Little Thinking Minds: Edtech in MENA

Faced with the lack of educational content for kids in Arabic, Rama Kayyali took matters into her own hands.

Biography:

Rama Kayyali is the co-founder and CEO of Little Thinking Minds, a MENA based edtech. 

LTM provides the region’s schools with Arabic language learning and reading content, on various topics. The company was founded in 2004 and serves 800 schools. Its content is consumed by over 400,000 students.

The absence of Arabic kids content led you to start the company. What were the causes for that absence?

Parents who were interested and had the means to engage their children in educational content often chose English products, as they assumed their children were already exposed to Arabic day-to-day. Arabic wasn’t viewed as useful, whereas English was the language of opportunity. 

On a more prosaic level, pre-internet distribution of kids content was difficult regionally. Arabic dialects differ, books are expensive to produce, trade (shipping and customs) across countries is tortuous… the incentives weren’t right. 

I ran into this problem after giving birth to my first son. All of the engaging, educational kids audio visual content (ie: Baby Einstein) was in English. There were no similar options in Arabic. My background was in film/video production and my co-founder, who has a similar background, ran into the same problem.
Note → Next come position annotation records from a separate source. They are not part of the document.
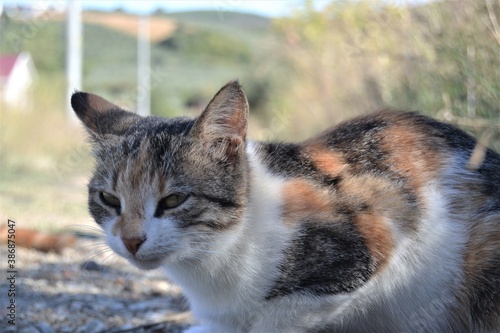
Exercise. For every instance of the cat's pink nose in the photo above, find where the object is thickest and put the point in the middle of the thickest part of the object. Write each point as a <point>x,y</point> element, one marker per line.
<point>133,244</point>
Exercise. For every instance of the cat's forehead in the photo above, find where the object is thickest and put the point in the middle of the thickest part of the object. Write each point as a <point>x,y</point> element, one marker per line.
<point>158,136</point>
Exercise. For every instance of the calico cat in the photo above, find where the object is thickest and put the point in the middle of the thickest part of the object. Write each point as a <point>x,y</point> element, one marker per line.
<point>377,225</point>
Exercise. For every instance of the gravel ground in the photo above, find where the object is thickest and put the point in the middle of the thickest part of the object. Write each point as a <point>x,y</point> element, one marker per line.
<point>88,290</point>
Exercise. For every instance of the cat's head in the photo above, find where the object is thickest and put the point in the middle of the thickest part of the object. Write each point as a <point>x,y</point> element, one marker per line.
<point>166,190</point>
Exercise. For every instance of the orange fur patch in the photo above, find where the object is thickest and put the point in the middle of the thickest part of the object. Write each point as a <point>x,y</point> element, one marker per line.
<point>411,156</point>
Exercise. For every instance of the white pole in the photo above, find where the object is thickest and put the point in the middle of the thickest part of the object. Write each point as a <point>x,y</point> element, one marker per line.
<point>143,67</point>
<point>73,52</point>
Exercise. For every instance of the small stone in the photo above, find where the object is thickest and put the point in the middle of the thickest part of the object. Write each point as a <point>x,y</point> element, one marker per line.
<point>91,265</point>
<point>93,326</point>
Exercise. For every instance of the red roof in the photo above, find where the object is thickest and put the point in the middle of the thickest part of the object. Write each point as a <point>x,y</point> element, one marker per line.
<point>7,62</point>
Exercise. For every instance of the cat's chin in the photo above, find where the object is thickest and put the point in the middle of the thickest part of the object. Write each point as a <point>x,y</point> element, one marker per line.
<point>146,264</point>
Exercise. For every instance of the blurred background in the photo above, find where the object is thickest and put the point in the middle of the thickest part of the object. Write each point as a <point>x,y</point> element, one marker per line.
<point>305,65</point>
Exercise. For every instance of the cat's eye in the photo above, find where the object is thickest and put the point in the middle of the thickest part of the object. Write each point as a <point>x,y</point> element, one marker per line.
<point>110,200</point>
<point>173,201</point>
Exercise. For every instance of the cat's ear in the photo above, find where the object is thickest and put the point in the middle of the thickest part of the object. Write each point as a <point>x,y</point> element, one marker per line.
<point>224,120</point>
<point>101,116</point>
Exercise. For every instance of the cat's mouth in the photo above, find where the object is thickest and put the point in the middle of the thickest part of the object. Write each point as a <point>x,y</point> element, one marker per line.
<point>146,264</point>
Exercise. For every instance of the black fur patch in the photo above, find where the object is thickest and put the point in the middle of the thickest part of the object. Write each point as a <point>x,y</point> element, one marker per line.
<point>324,259</point>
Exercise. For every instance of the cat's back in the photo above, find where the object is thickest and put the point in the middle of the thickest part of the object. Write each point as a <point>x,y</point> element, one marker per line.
<point>418,217</point>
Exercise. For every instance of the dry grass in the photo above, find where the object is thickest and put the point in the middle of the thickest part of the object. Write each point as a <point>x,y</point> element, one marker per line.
<point>44,163</point>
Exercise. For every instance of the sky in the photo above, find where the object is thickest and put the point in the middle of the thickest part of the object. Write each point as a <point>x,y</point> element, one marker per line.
<point>269,8</point>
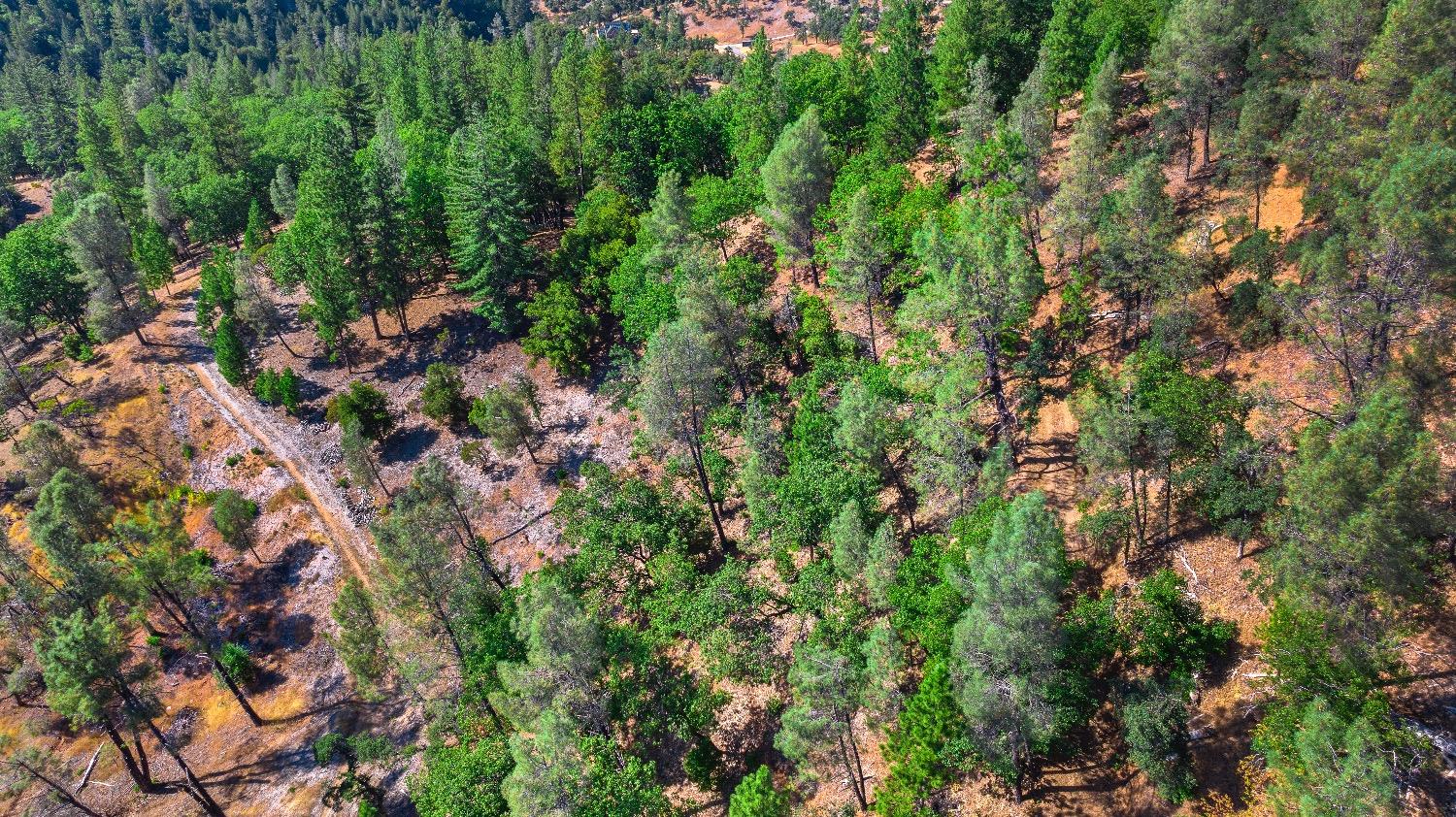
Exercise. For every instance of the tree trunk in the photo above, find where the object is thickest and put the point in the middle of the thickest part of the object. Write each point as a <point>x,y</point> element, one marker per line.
<point>1208,131</point>
<point>55,787</point>
<point>1007,420</point>
<point>131,316</point>
<point>1258,201</point>
<point>233,688</point>
<point>284,341</point>
<point>139,773</point>
<point>373,319</point>
<point>1188,154</point>
<point>19,381</point>
<point>404,320</point>
<point>870,310</point>
<point>849,769</point>
<point>728,548</point>
<point>194,785</point>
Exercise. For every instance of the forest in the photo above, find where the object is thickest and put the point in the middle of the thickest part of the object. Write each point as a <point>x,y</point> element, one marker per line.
<point>478,409</point>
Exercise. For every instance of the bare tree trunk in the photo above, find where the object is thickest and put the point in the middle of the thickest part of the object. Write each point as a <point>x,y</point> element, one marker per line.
<point>19,381</point>
<point>870,310</point>
<point>55,787</point>
<point>728,548</point>
<point>139,772</point>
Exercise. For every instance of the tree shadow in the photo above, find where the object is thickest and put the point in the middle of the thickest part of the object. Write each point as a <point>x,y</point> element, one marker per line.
<point>408,444</point>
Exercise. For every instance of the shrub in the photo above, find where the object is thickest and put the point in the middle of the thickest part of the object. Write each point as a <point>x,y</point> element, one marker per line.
<point>238,663</point>
<point>363,405</point>
<point>1167,628</point>
<point>443,395</point>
That’s how Little Thinking Minds was born. 

You touched upon dialects. Can you explain the difference between spoken and written Arabic?

Arabic is a diglossic language, meaning its written form differs from its spoken form. There is only 60% overlap between spoken and written Arabic. There are 22 countries in the Arab world and 22 accents, some close, some totally different.

Throughout the region, kids learn Modern Standard Arabic (MSA) in school, but speak in dialect at home. A Tunisian and a Jordanian have a hard time understanding each other if they speak in their local dialects, but they would if they used MSA.

All of our content is in MSA, as we are focusing on children being proficient readers and writers. This allows our content to transcend borders and reach the entire region. We might explore dialectic content in the future. AI gives us more tools to do so.

Why is it important for the region’s kids to speak Arabic?